The Company recorded an income tax benefit of $0.4 million and $4.7 million for the three months ended September 30, 2022 and 2021, respectively, and an income tax benefit of $2.5 million and $92.2 million for the nine months ended September 30, 2022 and 2021, respectively. The tax benefit for the three and nine months ended September 30, 2022 is primarily the result of recognizing the benefit of DTAs previously subject to the domestic valuation allowance and the foreign income tax provision. The tax benefit for the three and nine months ended September 30, 2021 was primarily the result of the deferred tax liability associated with acquisitions that occurred during the year and the tax liability associated with foreign subsidiaries. The net deferred tax liabilities recorded in connection with the prior year acquisitions and our current year taxable income provided additional sources of taxable income to support the realizability of pre-existing DTAs. The Company continues to maintain a partial valuation allowance for the domestic DTAs.

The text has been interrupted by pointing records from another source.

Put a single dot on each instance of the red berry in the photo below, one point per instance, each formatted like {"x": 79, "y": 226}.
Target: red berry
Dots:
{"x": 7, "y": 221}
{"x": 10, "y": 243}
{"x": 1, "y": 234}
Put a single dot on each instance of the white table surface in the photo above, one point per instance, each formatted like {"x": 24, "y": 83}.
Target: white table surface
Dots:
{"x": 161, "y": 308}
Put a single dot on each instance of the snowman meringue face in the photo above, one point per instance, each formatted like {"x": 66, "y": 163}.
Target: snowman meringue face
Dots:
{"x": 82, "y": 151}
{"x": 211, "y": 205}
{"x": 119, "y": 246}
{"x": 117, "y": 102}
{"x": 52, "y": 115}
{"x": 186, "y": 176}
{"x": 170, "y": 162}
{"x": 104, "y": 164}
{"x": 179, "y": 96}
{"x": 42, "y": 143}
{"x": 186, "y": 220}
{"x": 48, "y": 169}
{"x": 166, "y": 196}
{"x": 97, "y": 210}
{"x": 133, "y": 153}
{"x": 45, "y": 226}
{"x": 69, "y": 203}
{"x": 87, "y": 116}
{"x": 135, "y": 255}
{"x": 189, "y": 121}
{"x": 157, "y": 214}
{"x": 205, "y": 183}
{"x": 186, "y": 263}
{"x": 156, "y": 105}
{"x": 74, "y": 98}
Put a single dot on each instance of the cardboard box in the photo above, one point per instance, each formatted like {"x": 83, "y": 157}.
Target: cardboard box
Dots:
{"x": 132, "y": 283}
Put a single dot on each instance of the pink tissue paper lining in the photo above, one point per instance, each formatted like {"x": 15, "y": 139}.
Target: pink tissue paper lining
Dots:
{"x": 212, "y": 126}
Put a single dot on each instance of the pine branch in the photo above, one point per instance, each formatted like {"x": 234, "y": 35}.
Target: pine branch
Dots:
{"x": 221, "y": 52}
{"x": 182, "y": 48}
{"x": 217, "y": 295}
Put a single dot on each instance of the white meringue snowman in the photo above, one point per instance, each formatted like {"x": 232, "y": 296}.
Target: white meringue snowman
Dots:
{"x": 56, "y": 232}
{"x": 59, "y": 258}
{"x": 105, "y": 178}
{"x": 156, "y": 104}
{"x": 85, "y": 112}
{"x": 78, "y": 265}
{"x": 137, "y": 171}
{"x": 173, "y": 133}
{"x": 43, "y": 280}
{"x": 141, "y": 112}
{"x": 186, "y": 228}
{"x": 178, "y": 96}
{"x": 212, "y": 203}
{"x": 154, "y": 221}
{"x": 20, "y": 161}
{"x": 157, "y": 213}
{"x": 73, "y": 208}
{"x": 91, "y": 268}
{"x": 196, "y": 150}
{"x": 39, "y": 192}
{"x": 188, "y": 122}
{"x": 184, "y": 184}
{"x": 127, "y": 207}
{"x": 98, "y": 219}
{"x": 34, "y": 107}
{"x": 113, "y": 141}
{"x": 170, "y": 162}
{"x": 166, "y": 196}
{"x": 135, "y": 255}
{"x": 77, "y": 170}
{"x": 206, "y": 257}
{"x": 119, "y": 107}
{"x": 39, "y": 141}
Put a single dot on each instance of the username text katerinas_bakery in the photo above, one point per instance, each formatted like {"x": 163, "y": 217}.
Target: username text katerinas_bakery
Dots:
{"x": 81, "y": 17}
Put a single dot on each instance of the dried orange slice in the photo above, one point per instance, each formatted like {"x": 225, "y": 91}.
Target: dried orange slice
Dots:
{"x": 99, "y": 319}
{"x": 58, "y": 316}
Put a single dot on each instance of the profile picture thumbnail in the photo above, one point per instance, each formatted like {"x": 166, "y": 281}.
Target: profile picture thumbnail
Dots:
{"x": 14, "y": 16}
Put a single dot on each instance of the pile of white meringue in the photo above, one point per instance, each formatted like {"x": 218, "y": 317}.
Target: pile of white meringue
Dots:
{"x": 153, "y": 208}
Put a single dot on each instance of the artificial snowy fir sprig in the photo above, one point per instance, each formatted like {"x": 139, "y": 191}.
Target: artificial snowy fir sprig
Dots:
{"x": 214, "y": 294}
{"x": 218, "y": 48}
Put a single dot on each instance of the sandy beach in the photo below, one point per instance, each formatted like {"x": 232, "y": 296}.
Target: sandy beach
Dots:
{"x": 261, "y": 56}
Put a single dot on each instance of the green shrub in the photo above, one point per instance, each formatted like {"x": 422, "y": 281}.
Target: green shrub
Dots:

On August 16, 2022, President Biden signed the Inflation Reduction Act of 2022 (the “IRA”) into law. The IRA includes a new corporate alternative minimum tax (the “Corporate AMT”) of 15% on the adjusted financial statement income (the “AFSI”) of corporations with average AFSI exceeding $1.0 billion over a three-year period. The Corporate AMT is effective for tax years beginning after December 31, 2022 and is not expected to impact the Company. Additionally, the IRA imposes an excise tax of 1% on the fair market value of net stock repurchases made after December 31, 2022. The impact of this latter provision to the Company will be dependent upon the extent of share repurchases made in future periods.
Due to uncertainty as to the realization of benefits from the Company's domestic and certain international DTAs, including net operating loss carryforwards and research and development tax credits, the Company has a partial valuation allowance reserved against such assets. The Company intends to continue to maintain a partial valuation allowance on the DTAs until there is sufficient evidence to support the reversal of all or some additional portion of these allowances.
Due to the net operating loss carryforwards, all of the Company's United States federal and a majority of its state returns are open to examination by the Internal Revenue Service and state jurisdictions for all years since inception. The 2017 U.S. Income Tax Return for Telaria, Inc. was under examination by the IRS, which was closed during the period ended June 30, 2021 with no change to tax as reported. For the Netherlands and the United Kingdom, all tax years remain open for examination by the local country tax authorities, for France only 2018 forward are open for examination, for Singapore 2017 and forward are open for examination, for Australia, Brazil, Canada, Germany, Italy, New Zealand, and Malaysia 2016 and forward are open for examination, and for Japan 2014 and forward remain open for examination.
Pursuant to Section 382 of the Internal Revenue Code, the Company and Telaria, Inc. both underwent ownership changes for tax purposes (i.e. a more than 50% change in stock ownership in aggregated 5% shareholders) on April 1, 2020 due to the
Telaria Merger. As a result, the use of our total domestic NOL carryforwards and tax credits generated prior to the ownership change will be subject to annual use limitations under Section 382 and Section 383 of the Code and comparable state income tax laws. The Company believes that the ownership change will not impact our ability to utilize substantially all of our NOLs and state research and development carryforward tax credits to the extent it will generate taxable income that can be offset by such losses. The Company reasonably expects its pre-2021 federal research and development carryforward tax credits will not be recovered prior to expiration.
There was no material change to the Company's unrecognized tax benefits in the nine months ended September 30, 2022 and the Company does not expect to have any material changes to unrecognized tax benefits through the end of the fiscal year.